Rising Stars 2020:

Yizheng Chen

Postdoctoral Researcher

Columbia University

PhD '17 Georgia Institute of Technology

Areas of Interest

  • Security


Certified Robustness Properties for Security Classifiers


Machine learning has shown impressive results in detecting malware, spam, phishing, and many types of online fraud. Though almost perfect accuracies are demonstrated in many research work, machine learning models are highly vulnerable to poisoning and evasion attacks. Such weaknesses severely limit the reliable application of machine learning in security-relevant applications. For example, even the PDF malware classifiers from major vendors such as Gmail can be trivially evaded by appending benign pages from a machine learning textbook to the malware.

I have proposed to train certifiable robustness properties for security classifiers against evasion attacks. If we can make the classifier robust against building block attacks, we can raise the bar for more sophisticated attacks to succeed. I used certifiable training technique to train PDF malware classifiers with robustness properties, by utilizing security domain knowledge about building block attack operations. To generate PDF malware variants, the attacker needs to preserve the syntax of the PDF file format, while mutating a seed malware guided by different classifier feedback and optimization algorithms. Thus, in the PDF tree structure, adversarial malware variants are different from the seed malware by a number of subtrees. I designed a new distance metric in the subtree distance, and used that to define certifiable robustness properties for PDF classifiers. Satisfying these properties can eliminate classes of attackers for a classifier, including unknown attackers.

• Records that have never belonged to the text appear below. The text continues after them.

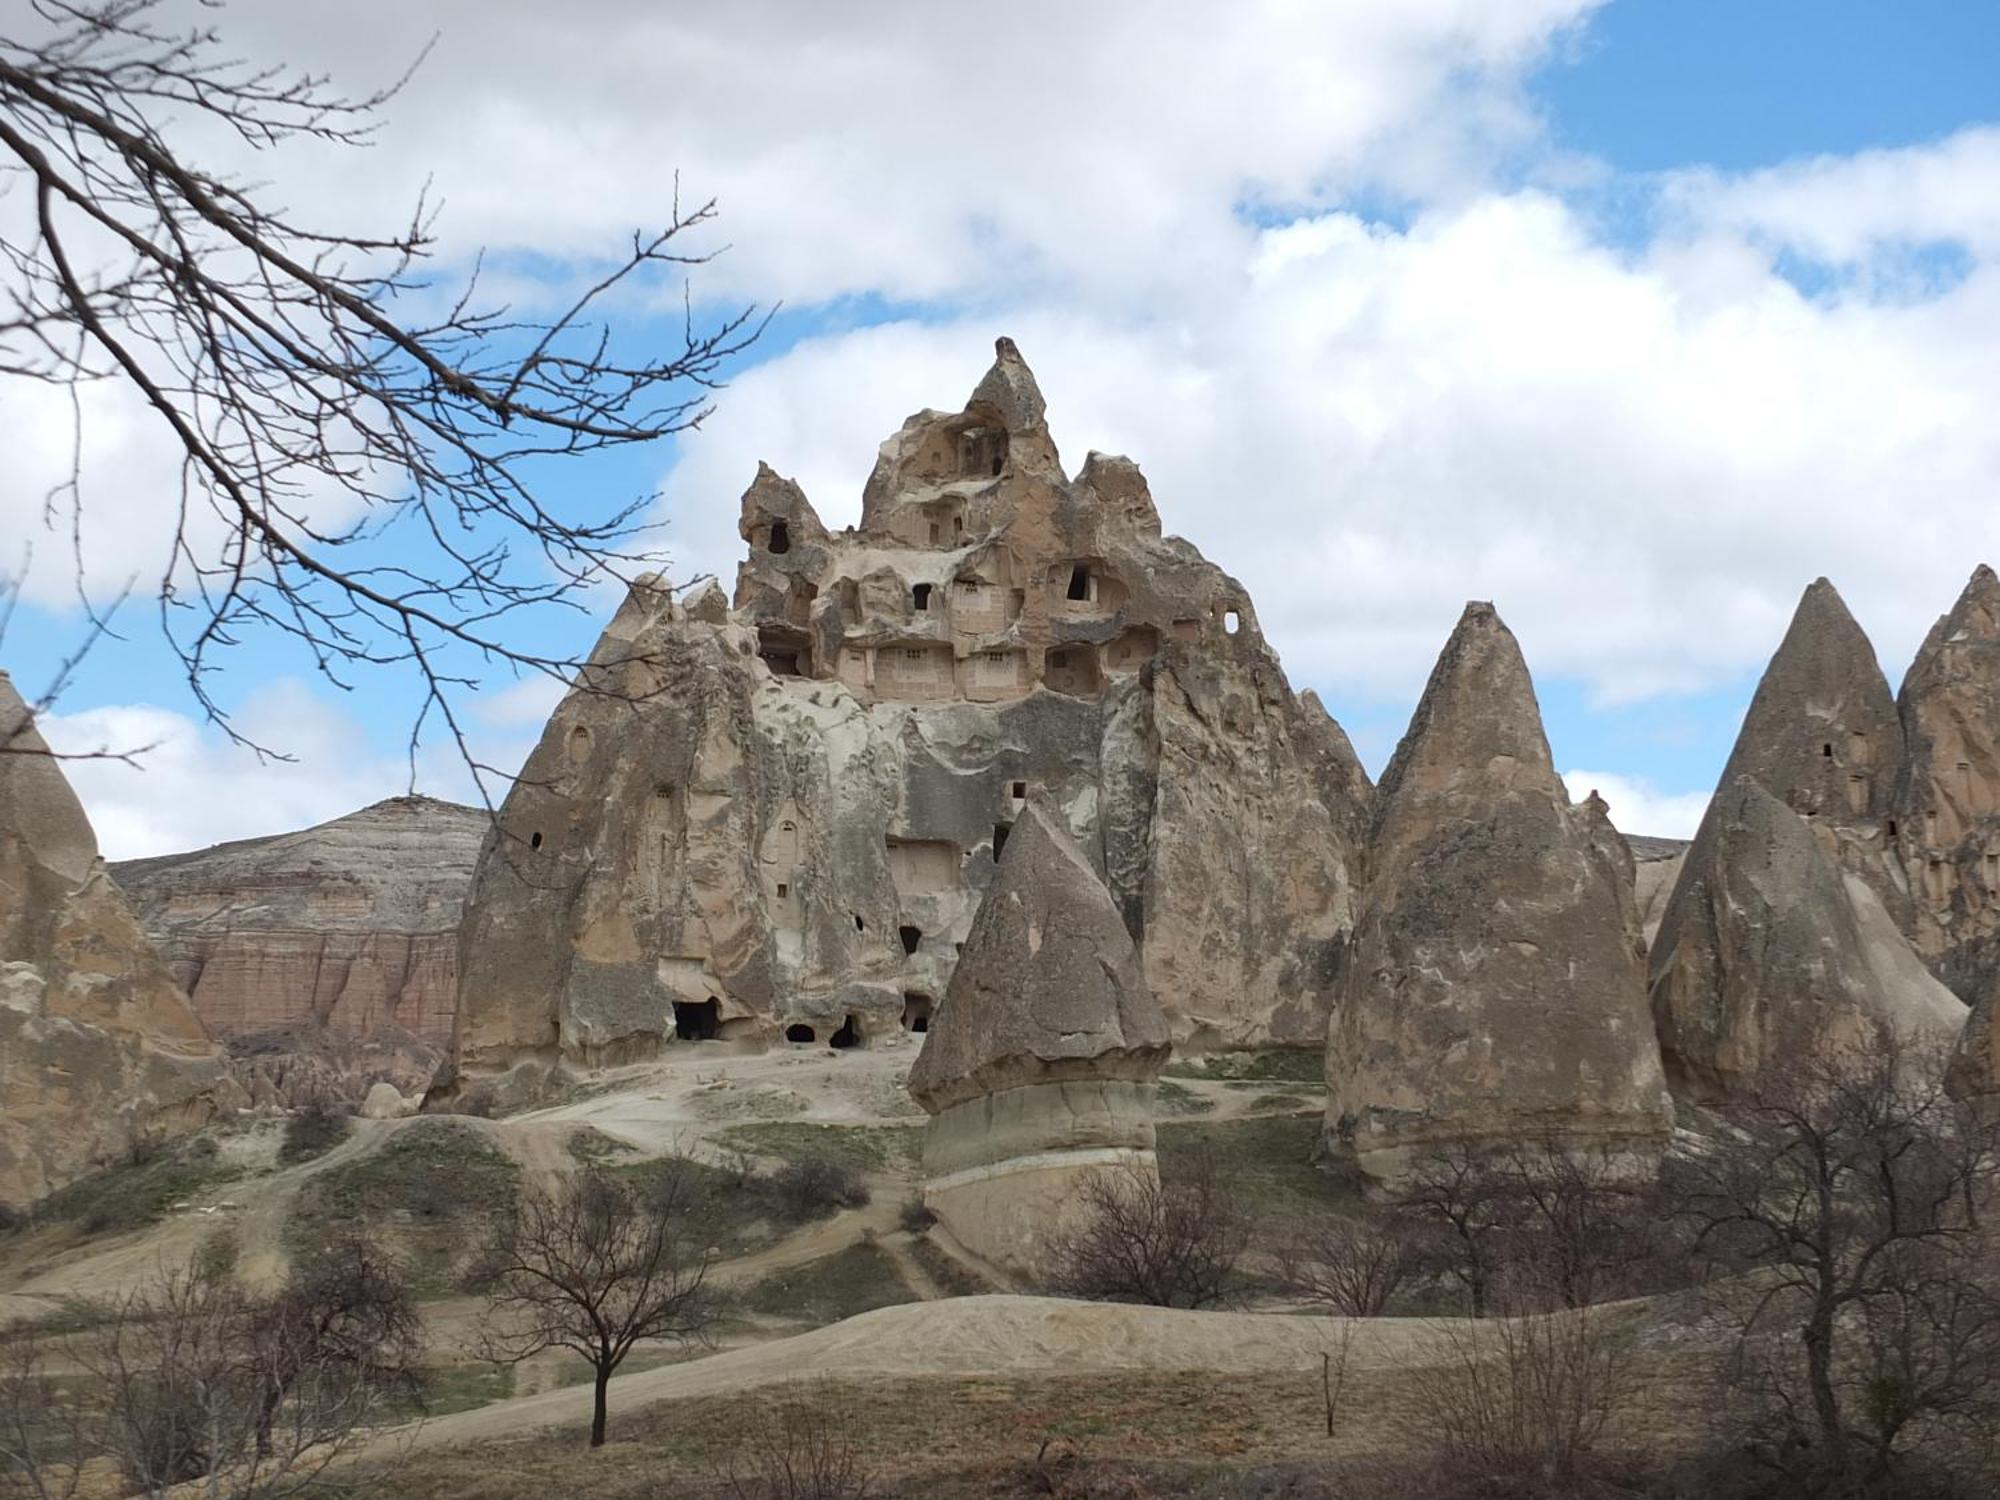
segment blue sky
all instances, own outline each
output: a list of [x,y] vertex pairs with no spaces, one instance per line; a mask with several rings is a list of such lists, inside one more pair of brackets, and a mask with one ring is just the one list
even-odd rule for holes
[[[346,28],[318,25],[327,9],[225,24],[357,83],[419,40],[384,0]],[[518,252],[551,281],[642,220],[663,172],[721,198],[731,248],[696,295],[785,312],[705,432],[553,481],[661,487],[684,574],[728,579],[759,457],[853,519],[875,443],[958,405],[1010,333],[1066,459],[1141,463],[1371,768],[1459,602],[1491,597],[1558,765],[1605,783],[1630,831],[1684,832],[1814,576],[1893,683],[2000,554],[2000,133],[1981,129],[2000,123],[2000,8],[1313,9],[1036,3],[999,35],[894,0],[564,18],[450,0],[365,168],[298,170],[308,206],[343,217],[434,174],[448,251]],[[927,38],[914,15],[949,19]],[[162,471],[126,416],[87,453],[100,593],[149,561],[143,525],[116,522]],[[0,394],[0,438],[48,425]],[[77,619],[24,467],[0,481],[0,544],[36,542],[4,648],[32,690]],[[582,649],[593,603],[536,643]],[[189,722],[149,608],[51,724],[165,747],[143,775],[78,767],[108,852],[400,789],[406,684],[338,693],[247,641],[221,696],[298,757],[248,763]],[[547,694],[489,688],[474,722],[517,757]],[[448,754],[420,784],[465,794]]]

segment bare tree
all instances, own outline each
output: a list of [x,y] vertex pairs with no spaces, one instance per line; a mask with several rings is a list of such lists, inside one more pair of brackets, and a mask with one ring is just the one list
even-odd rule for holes
[[1657,1184],[1635,1180],[1609,1151],[1555,1139],[1521,1143],[1493,1164],[1509,1205],[1509,1266],[1552,1305],[1583,1307],[1644,1279],[1654,1260]]
[[524,1194],[480,1268],[494,1320],[485,1334],[489,1358],[568,1349],[590,1365],[593,1448],[604,1442],[611,1377],[634,1347],[701,1339],[715,1321],[708,1253],[694,1248],[690,1232],[697,1193],[680,1159],[643,1195],[587,1169],[551,1191]]
[[[274,632],[338,683],[411,671],[413,748],[436,715],[469,759],[453,690],[480,664],[574,673],[526,644],[529,619],[646,561],[651,497],[553,499],[546,461],[698,425],[761,325],[689,310],[669,347],[630,348],[605,316],[708,259],[690,241],[712,204],[662,205],[533,317],[484,301],[476,271],[456,290],[424,279],[421,201],[393,225],[313,224],[190,154],[217,136],[362,145],[400,87],[350,95],[241,61],[160,0],[17,7],[0,21],[0,376],[123,382],[169,436],[180,491],[154,592],[211,719],[241,738],[211,673]],[[47,509],[80,549],[75,468]]]
[[8,1493],[95,1493],[92,1466],[109,1461],[146,1496],[297,1494],[416,1394],[419,1343],[399,1268],[368,1247],[336,1247],[270,1297],[197,1253],[67,1341],[72,1389],[46,1346],[10,1345],[0,1478]]
[[1467,1145],[1439,1147],[1417,1164],[1396,1207],[1419,1237],[1429,1268],[1462,1286],[1472,1316],[1485,1317],[1505,1236],[1519,1212],[1492,1158]]
[[1416,1268],[1409,1232],[1395,1219],[1368,1223],[1329,1214],[1278,1251],[1279,1279],[1294,1295],[1350,1318],[1380,1317]]
[[1680,1174],[1695,1253],[1745,1273],[1712,1298],[1762,1398],[1753,1451],[1813,1492],[1890,1484],[1916,1440],[2000,1415],[2000,1157],[1942,1073],[1894,1046],[1801,1061]]
[[1049,1281],[1072,1297],[1206,1307],[1227,1295],[1248,1239],[1207,1152],[1171,1182],[1107,1168],[1077,1189],[1075,1222],[1049,1246]]

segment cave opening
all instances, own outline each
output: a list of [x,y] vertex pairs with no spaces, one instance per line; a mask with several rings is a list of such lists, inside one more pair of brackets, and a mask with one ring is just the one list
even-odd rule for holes
[[931,1029],[931,997],[903,996],[903,1030],[922,1035]]
[[810,1044],[819,1040],[819,1033],[810,1026],[794,1023],[785,1028],[785,1040]]
[[854,1024],[854,1017],[849,1016],[840,1023],[840,1030],[827,1039],[827,1045],[838,1047],[842,1051],[861,1045],[861,1029]]
[[712,1042],[722,1034],[722,1004],[717,1000],[676,1000],[674,1035],[684,1042]]
[[917,944],[924,940],[924,930],[921,927],[912,927],[906,922],[896,929],[896,936],[903,940],[903,951],[905,953],[915,953],[917,951]]
[[771,550],[780,555],[792,550],[792,528],[783,521],[771,523]]

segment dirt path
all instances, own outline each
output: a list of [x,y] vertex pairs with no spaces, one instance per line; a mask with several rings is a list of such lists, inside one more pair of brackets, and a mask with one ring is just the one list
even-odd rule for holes
[[[1254,1374],[1317,1370],[1349,1320],[1270,1313],[1176,1312],[1049,1297],[954,1297],[863,1313],[831,1327],[613,1382],[621,1411],[691,1395],[718,1395],[826,1377],[1116,1374],[1145,1370]],[[1436,1322],[1355,1320],[1350,1376],[1435,1359]],[[588,1422],[590,1391],[566,1387],[439,1417],[387,1433],[377,1450],[495,1442]]]

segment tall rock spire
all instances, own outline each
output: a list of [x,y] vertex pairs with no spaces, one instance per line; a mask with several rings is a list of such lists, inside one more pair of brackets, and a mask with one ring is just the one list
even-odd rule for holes
[[1630,856],[1570,805],[1490,604],[1466,606],[1379,797],[1327,1047],[1329,1148],[1390,1181],[1441,1146],[1523,1137],[1657,1158],[1671,1115]]
[[1906,747],[1889,848],[1917,951],[1972,1006],[1958,1081],[2000,1087],[2000,578],[1981,564],[1898,697]]
[[237,1098],[0,672],[0,1201],[38,1197]]

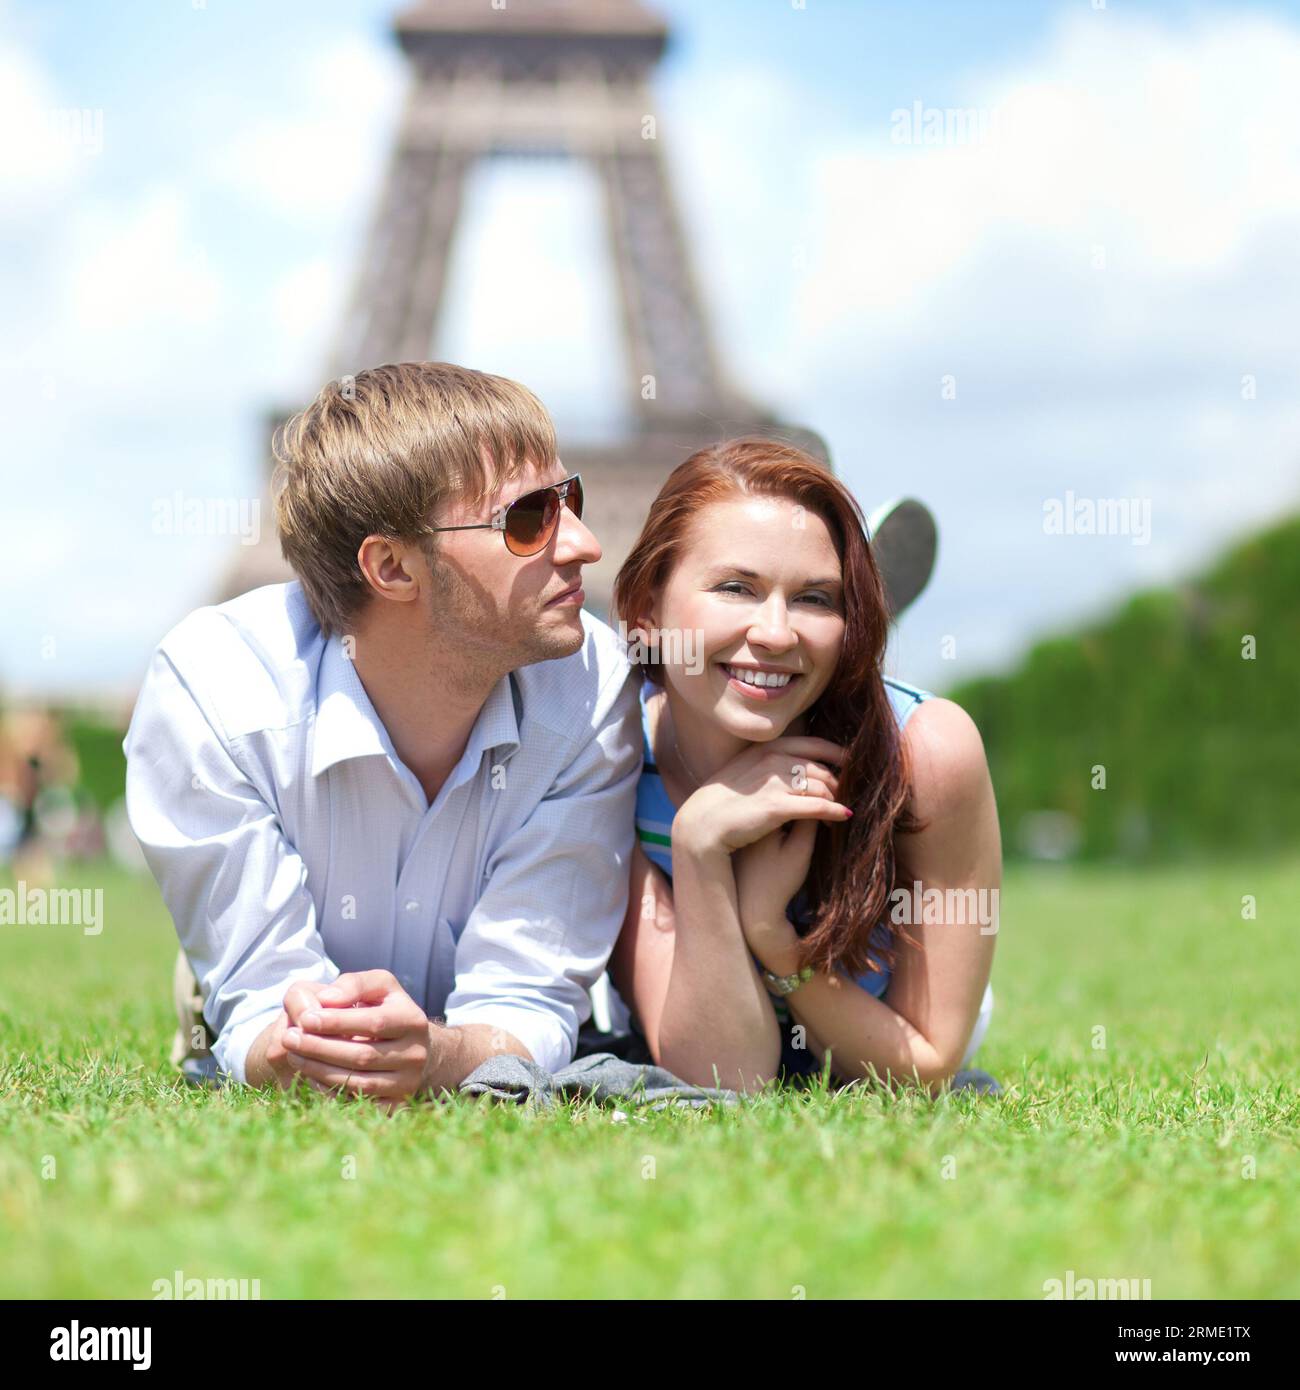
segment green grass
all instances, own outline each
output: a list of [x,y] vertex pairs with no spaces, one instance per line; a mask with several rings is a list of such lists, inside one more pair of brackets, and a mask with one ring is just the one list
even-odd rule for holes
[[191,1090],[152,883],[66,881],[104,887],[100,936],[0,926],[0,1296],[1300,1296],[1300,862],[1010,869],[1000,1099],[626,1120]]

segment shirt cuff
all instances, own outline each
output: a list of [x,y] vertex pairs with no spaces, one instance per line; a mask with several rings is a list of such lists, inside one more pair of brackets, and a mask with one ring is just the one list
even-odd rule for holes
[[484,1023],[489,1028],[500,1028],[513,1034],[533,1054],[533,1061],[544,1071],[560,1071],[573,1061],[574,1042],[554,1014],[484,1001],[458,1004],[454,1009],[447,1010],[445,1018],[448,1028]]
[[283,1004],[276,1004],[274,1008],[242,1019],[239,1023],[227,1024],[212,1044],[212,1055],[216,1059],[217,1067],[232,1076],[241,1086],[248,1085],[248,1076],[244,1070],[248,1061],[248,1049],[283,1007]]

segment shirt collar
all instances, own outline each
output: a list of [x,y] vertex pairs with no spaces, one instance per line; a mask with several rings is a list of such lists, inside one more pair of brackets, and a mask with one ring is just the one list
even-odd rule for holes
[[[519,747],[519,696],[513,675],[507,673],[492,687],[470,730],[458,770],[477,769],[490,748]],[[356,666],[343,650],[336,632],[325,644],[316,684],[316,728],[312,740],[311,772],[318,776],[349,758],[383,756],[393,766],[401,762],[393,742],[375,713]]]

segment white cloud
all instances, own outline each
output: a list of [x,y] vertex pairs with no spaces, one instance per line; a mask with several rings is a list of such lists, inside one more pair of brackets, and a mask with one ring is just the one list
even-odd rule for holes
[[271,291],[272,322],[289,360],[315,363],[325,357],[349,288],[331,256],[313,256],[280,277]]
[[83,148],[77,136],[93,136],[91,122],[74,124],[71,108],[59,103],[54,84],[22,49],[0,43],[0,218],[5,223],[39,213],[44,196],[74,176]]
[[63,310],[78,334],[132,336],[211,323],[223,285],[178,188],[80,209],[62,274]]
[[[177,486],[260,486],[261,414],[294,399],[334,329],[349,223],[367,210],[357,190],[374,182],[385,101],[400,95],[385,95],[392,61],[331,38],[284,66],[292,119],[237,104],[246,124],[215,172],[128,152],[101,177],[53,70],[34,46],[0,43],[0,224],[19,248],[0,261],[0,371],[23,406],[7,417],[0,466],[28,518],[0,556],[8,611],[23,596],[0,653],[6,683],[130,680],[210,592],[228,546],[161,542],[151,501]],[[205,100],[173,118],[198,119]],[[266,105],[283,109],[274,95]],[[290,210],[310,234],[274,235]],[[56,631],[57,668],[37,641]]]
[[869,321],[888,351],[891,331],[923,334],[918,311],[1011,239],[1065,275],[1140,277],[1136,304],[1116,306],[1137,317],[1160,282],[1185,290],[1272,219],[1300,221],[1298,90],[1300,34],[1278,21],[1072,16],[1047,52],[963,101],[996,113],[985,143],[881,132],[817,157],[822,235],[798,336],[815,357]]
[[285,71],[286,114],[236,131],[216,156],[216,178],[283,216],[332,217],[372,192],[376,138],[404,88],[403,62],[386,47],[346,36],[309,51]]

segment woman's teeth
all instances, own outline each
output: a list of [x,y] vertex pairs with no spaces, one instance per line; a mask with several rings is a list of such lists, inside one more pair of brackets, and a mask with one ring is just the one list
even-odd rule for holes
[[775,671],[746,671],[739,666],[724,666],[722,669],[736,680],[744,681],[746,685],[764,687],[789,685],[792,674],[788,671],[781,675]]

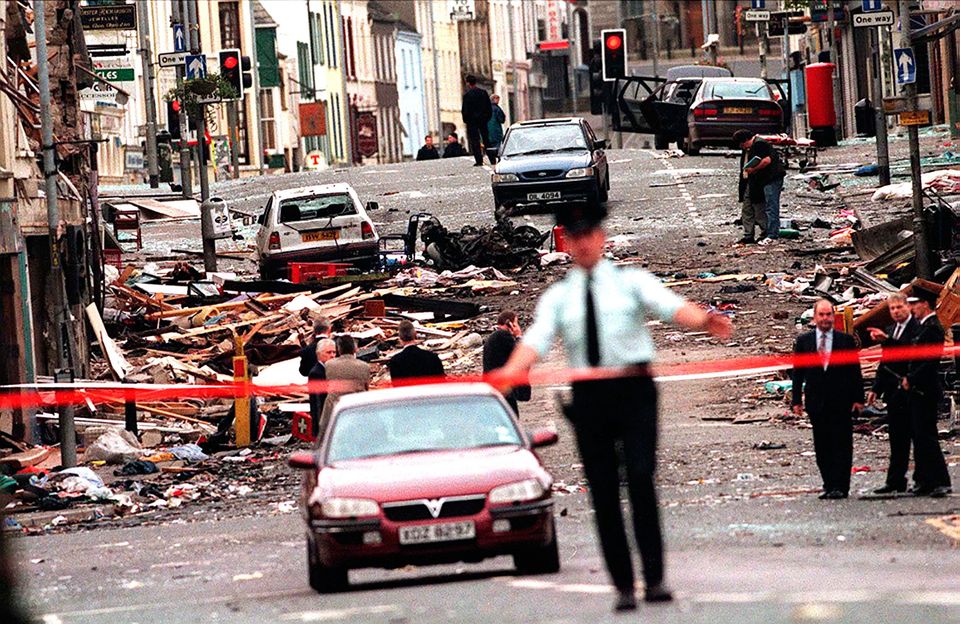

My models can achieve high verified robust accuracy for different robustness properties, while maintaining high accuracy and low false positive rate. My results showed that a robust model trained with only two building block robustness properties at subtree distance one can already substantially increase the robustness against unbounded attackers, who are not restricted by the robustness properties. In particular, compared to the baseline model, the state-of-the-art and new adaptive evolutionary attackers need up to 10 times more feature changes and 21 times more PDF manipulations to evade my robust model.


Yizheng Chen is a Postdoctoral Researcher at Columbia University. She received her Ph.D. degree in Computer Science from Georgia Institute of Technology. She is interested in designing and implementing secure machine learning systems, and applying machine learning to solve security problems.